Today we’re officially launching Inbox Influence, the latest addition to our suite of political influence tools. Inbox Influence is a browser extension that adds political influence data to your Gmail messages. With Inbox Influence installed, you’ll see information on the sender of each email, the company from which it’s sent, and any politician, company, union or political action committee mentioned in the body of the email. The information is added unobtrusively and nearly instantaneously, and includes campaign contributions, fundraisers and lobbying activity. You can use it to add context to news alerts, political mailers and corporate emails, or just to see who your friends donated to in the last election. We hope that the tool will be of interests to journalists, activists and anyone interested in seeing the political activity of the people and organizations they communicate with.
Check out the video preview:
Inbox Influence is the latest addition to our set of contextual political influence tools built off of Influence Explorer. If you haven’t already, be sure to check out Poligraft, a bookmarklet that adds influence data to any article you read, and Checking Influence, a bookmarklet that integrates with your online banking site to show the political activity of the companies you do business with.
Under The Hood
The basic idea of adding political influence data to email has been kicking around internally in Sunlight Labs for over a year. Back before we even launched Influence Explorer, we developed a Rapportive plugin that matched the sender of an email to contributors in Transparency Data. Our next idea was to utilize the Poligraft API to add influence data to the actual text of the email. But Poligraft–or more specifically, Calais, the text processing service used by Poligraft–can take several seconds to analyze a text. This is fine for adding information to a single news article, but too slow for a user that may click through ten emails in a minute.

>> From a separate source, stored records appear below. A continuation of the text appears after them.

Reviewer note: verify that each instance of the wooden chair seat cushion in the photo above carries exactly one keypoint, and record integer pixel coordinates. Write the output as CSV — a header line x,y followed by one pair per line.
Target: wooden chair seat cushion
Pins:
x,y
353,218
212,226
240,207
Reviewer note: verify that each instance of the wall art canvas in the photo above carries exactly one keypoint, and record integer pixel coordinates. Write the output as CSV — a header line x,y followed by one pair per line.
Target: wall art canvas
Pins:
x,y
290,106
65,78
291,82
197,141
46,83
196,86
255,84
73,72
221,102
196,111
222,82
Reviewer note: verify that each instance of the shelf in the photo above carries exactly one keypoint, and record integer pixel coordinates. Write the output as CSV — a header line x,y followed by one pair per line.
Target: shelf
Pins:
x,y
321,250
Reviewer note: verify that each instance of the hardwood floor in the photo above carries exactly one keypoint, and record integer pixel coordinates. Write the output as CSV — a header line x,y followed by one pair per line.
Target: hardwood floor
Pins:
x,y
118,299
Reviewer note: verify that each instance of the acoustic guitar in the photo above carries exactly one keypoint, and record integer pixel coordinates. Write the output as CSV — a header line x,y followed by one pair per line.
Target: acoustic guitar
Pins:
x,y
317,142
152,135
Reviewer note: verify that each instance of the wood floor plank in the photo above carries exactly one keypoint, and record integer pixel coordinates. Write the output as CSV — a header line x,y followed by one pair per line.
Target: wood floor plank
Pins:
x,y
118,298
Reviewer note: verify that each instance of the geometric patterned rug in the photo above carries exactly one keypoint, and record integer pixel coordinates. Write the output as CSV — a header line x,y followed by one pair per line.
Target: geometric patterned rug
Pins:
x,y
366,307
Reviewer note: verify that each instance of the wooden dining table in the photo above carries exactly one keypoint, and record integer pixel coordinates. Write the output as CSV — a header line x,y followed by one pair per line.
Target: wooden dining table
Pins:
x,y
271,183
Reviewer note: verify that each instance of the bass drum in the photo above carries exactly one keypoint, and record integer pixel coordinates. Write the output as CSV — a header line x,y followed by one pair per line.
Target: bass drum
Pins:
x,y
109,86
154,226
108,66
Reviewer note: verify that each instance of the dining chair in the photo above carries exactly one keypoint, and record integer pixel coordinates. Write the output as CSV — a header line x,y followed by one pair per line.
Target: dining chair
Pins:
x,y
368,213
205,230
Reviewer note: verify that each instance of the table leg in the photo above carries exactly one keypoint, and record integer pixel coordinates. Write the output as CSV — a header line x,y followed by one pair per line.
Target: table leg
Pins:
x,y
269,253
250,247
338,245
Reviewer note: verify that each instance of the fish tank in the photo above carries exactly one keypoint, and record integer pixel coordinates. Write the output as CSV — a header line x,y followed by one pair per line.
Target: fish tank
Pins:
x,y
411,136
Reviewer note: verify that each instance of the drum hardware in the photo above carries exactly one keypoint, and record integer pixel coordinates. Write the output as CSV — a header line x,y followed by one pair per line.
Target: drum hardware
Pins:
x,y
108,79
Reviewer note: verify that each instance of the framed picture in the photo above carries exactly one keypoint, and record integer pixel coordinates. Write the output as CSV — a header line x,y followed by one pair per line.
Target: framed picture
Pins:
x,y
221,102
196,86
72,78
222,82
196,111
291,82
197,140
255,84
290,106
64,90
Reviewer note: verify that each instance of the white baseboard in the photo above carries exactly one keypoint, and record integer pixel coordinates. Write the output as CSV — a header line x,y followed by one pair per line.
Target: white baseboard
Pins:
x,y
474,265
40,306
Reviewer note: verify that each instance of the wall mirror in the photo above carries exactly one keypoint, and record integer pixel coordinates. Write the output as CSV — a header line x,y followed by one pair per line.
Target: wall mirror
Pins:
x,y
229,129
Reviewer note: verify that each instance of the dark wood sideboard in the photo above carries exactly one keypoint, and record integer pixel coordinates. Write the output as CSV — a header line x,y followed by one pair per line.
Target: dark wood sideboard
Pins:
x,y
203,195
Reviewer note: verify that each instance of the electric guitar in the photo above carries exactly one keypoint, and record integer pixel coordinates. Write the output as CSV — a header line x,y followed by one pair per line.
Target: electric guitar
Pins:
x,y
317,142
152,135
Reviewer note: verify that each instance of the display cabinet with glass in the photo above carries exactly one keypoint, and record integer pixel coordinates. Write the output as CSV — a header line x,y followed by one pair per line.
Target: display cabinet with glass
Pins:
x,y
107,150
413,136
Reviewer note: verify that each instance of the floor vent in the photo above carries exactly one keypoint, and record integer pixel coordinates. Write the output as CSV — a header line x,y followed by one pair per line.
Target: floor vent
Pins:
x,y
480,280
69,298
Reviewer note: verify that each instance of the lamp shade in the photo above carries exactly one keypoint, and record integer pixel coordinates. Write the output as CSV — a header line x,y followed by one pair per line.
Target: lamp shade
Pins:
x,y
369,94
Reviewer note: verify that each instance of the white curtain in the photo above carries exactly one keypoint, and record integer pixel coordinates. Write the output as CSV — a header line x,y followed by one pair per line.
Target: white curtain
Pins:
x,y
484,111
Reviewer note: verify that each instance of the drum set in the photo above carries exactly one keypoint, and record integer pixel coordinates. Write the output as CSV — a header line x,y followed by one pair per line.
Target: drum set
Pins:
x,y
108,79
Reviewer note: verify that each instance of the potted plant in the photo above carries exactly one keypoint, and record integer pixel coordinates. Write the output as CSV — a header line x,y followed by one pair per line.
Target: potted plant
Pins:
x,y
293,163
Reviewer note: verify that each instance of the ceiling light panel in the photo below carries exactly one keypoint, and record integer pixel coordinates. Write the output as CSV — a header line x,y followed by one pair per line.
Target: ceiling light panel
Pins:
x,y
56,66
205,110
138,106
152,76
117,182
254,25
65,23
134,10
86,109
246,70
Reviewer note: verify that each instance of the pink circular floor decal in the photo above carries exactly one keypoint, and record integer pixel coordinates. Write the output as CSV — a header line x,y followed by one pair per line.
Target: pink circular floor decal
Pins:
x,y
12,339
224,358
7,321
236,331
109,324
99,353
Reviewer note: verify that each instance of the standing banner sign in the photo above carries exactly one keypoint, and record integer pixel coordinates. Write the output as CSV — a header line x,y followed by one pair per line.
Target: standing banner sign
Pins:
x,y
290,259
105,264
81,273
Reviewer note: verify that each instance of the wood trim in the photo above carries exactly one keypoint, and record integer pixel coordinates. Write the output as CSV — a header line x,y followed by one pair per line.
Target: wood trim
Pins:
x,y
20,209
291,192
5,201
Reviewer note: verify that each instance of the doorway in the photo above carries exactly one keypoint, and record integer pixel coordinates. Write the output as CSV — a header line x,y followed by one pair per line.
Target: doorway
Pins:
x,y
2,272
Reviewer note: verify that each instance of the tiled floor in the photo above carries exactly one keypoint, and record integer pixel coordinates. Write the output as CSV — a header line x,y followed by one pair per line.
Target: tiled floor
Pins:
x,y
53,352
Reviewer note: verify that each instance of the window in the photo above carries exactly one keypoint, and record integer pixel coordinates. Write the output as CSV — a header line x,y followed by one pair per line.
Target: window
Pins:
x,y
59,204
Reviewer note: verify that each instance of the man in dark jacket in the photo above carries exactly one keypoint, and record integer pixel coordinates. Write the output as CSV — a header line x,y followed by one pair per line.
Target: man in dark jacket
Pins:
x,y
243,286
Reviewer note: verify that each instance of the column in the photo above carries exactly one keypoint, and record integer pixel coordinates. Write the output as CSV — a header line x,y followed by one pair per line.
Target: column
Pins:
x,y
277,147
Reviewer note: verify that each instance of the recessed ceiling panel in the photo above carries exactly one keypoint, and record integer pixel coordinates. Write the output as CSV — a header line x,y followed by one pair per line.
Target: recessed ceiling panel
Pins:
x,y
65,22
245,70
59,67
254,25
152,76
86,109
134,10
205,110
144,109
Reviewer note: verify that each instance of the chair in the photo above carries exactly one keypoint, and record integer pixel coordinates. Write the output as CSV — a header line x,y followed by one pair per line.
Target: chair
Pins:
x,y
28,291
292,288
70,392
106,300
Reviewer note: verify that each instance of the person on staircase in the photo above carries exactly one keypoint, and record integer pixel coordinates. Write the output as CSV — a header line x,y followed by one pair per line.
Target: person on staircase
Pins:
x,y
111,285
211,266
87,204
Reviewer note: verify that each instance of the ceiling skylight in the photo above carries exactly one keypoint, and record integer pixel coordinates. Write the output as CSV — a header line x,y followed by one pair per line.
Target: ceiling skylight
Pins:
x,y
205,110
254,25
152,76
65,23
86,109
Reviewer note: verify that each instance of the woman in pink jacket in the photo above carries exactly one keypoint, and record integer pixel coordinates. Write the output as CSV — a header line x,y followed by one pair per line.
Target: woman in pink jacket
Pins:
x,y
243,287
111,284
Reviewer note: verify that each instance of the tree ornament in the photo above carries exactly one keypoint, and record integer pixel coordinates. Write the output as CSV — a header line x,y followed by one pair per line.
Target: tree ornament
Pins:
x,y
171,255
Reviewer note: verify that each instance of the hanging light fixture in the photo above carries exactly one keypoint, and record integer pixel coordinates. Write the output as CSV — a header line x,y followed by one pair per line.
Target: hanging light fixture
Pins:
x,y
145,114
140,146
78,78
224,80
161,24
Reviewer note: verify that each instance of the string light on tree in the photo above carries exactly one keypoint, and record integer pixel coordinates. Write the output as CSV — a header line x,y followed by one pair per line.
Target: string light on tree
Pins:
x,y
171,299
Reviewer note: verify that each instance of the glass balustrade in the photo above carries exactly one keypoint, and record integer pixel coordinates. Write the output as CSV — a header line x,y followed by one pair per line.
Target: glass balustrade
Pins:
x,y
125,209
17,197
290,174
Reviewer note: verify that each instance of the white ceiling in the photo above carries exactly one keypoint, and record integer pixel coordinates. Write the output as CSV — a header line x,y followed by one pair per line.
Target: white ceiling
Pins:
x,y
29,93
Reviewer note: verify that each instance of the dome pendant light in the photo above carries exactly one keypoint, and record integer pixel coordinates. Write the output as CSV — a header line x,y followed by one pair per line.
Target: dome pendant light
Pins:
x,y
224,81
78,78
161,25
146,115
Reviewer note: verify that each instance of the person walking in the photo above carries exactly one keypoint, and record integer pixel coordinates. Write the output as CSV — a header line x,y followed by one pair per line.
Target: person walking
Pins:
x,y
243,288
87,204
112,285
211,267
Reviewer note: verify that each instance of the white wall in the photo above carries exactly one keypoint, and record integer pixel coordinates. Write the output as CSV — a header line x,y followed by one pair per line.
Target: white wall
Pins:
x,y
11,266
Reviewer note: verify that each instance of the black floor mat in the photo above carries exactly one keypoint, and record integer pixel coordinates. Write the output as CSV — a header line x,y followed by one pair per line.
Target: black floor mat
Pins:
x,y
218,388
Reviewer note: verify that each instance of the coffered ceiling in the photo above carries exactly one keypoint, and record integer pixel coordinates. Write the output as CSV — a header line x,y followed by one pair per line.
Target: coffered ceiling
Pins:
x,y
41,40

To be able to highlight entities in real time, we built a custom string matching service. Unlike Calais, there’s no sophisticated natural language processing to determine what is and isn’t likely to be an entity. And unlike a standard regular expression engine, it can handle the three hundred thousand unique strings that we recognize. For those interested in the algorithm itself, we use a trie structure, where each edge is a token and child sets are stored in a hashtable. This gives a tree that is very wide (up to the number of distinct words) and shallow (as tall as the number of words in the longest string), making for very fast traversal.

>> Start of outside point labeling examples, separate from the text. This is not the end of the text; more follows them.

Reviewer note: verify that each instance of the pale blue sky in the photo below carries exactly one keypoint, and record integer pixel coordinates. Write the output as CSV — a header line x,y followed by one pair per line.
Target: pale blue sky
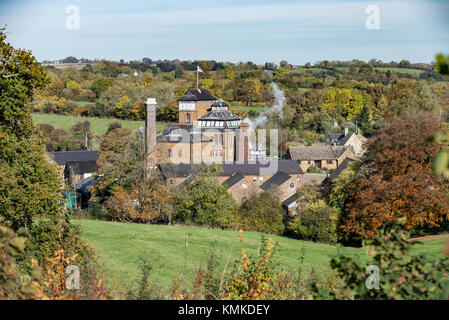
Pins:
x,y
259,31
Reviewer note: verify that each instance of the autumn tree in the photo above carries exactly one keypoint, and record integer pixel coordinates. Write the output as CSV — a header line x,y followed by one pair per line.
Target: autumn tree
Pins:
x,y
396,179
29,184
126,193
205,202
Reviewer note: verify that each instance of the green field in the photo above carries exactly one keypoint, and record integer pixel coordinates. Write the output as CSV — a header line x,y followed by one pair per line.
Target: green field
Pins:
x,y
99,126
413,72
312,70
119,245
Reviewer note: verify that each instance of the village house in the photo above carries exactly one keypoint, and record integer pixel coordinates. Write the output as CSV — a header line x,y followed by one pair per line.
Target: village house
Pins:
x,y
322,157
242,180
352,140
207,132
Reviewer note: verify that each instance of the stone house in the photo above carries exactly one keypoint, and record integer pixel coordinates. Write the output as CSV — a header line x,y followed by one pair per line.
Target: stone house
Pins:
x,y
352,140
207,132
75,165
323,157
243,180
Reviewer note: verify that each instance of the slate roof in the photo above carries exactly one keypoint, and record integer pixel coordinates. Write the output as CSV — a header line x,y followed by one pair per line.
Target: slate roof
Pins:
x,y
81,167
232,180
181,133
275,181
61,157
342,141
186,182
223,115
171,170
197,95
290,200
219,104
336,173
82,186
316,152
341,138
334,137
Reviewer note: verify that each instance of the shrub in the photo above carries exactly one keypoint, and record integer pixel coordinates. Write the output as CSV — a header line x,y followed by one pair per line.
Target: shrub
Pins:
x,y
317,222
205,202
403,275
313,169
11,284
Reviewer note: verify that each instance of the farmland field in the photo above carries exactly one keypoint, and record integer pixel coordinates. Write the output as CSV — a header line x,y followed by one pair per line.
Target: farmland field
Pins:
x,y
312,70
119,246
413,72
99,126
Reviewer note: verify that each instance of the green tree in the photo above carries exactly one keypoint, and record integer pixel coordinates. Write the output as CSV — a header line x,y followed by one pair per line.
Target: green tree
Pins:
x,y
29,183
403,275
205,202
101,85
261,213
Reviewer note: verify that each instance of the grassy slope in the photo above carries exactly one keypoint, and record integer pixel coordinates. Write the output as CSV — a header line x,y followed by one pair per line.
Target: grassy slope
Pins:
x,y
392,70
120,244
99,126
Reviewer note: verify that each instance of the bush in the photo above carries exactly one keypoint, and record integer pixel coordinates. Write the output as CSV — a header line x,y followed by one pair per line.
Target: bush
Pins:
x,y
11,284
261,213
403,275
317,222
205,202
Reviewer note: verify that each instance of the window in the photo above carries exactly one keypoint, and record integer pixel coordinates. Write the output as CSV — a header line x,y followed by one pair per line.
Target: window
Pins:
x,y
218,139
217,153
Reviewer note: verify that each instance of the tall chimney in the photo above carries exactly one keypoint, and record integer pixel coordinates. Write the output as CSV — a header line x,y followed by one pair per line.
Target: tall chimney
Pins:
x,y
243,143
150,133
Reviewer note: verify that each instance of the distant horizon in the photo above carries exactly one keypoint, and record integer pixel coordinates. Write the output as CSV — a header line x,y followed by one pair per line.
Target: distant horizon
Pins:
x,y
230,30
233,62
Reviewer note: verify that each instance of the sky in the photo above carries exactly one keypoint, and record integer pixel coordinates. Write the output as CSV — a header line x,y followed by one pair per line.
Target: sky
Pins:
x,y
229,30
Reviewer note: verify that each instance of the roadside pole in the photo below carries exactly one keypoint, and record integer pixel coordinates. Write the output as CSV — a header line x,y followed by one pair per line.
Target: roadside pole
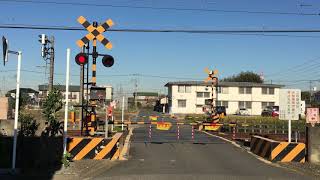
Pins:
x,y
16,114
65,127
106,124
289,130
122,115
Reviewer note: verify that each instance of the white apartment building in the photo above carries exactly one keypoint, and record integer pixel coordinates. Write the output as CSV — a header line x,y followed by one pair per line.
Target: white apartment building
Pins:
x,y
74,92
189,97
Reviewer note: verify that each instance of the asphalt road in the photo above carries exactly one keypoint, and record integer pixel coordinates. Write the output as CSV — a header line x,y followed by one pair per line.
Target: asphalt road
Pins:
x,y
206,157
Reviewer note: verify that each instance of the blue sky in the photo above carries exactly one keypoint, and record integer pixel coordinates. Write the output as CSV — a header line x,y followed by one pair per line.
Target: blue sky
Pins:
x,y
170,54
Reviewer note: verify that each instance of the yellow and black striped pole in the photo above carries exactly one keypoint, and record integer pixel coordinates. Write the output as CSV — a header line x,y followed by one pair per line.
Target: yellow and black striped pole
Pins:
x,y
94,64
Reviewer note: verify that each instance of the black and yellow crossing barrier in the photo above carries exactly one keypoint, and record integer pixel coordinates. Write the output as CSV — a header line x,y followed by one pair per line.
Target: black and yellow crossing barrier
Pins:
x,y
94,148
277,151
152,122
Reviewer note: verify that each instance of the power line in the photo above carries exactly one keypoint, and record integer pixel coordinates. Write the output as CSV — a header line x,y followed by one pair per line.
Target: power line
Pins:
x,y
109,75
296,68
258,32
209,31
161,8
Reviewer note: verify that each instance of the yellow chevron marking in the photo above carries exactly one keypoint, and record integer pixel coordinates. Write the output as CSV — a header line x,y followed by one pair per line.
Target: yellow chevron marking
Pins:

The other trick to making the service work in real time is aggressive caching. The Influence Explorer APIs that the service is built on are fast (around 50ms response time), but still too slow if we need to make 20 different requests to highlight the entities in one email. Instead, we precompute the exact JSON response that needs to be returned for all 130,000 entities in the system. Once the text matching algorithm has found the entities, the caching layer can simply concatenate the JSON responses for each entity.

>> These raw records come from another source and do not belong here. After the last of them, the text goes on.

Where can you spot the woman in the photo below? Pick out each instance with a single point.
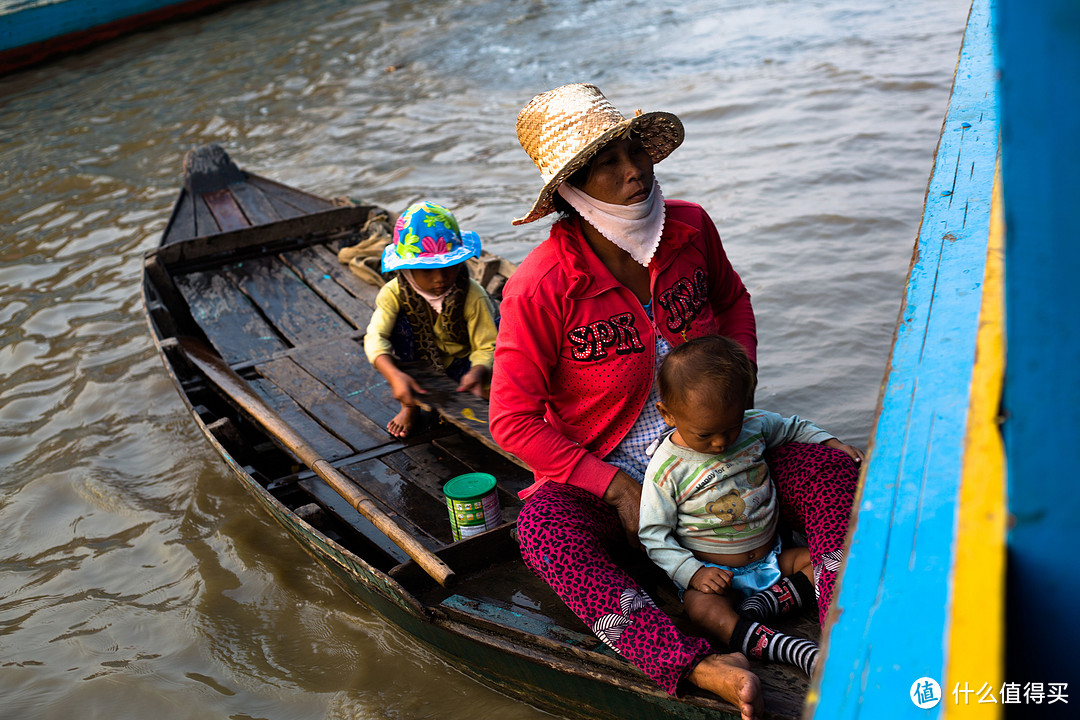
(622, 277)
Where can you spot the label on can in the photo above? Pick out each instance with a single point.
(473, 503)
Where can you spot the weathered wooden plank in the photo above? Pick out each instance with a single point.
(347, 304)
(205, 222)
(325, 444)
(181, 225)
(208, 168)
(342, 366)
(285, 234)
(226, 211)
(231, 323)
(324, 258)
(463, 410)
(335, 504)
(427, 467)
(288, 303)
(323, 404)
(512, 476)
(403, 496)
(286, 199)
(254, 203)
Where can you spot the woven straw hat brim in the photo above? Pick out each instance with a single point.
(660, 132)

The end result is a service that adds contextual information to emails with almost no user-perceptible delay. In our tests, the round trip time from the client for processing an email is under 100ms for short messages and under 200ms for a 4KB email. Matching the sender and sender organization is done as a separate AJAX request, since the universe of possible individuals is too large to cache. Sender information comes from the Transparency Data API, and the sender’s organization is derived from the email domain using data from DBpedia.
Security and privacy are obviously big concerns in an application like this. All data is transmitted over SSL and used only to server that single request. No data is stored or logged in any way.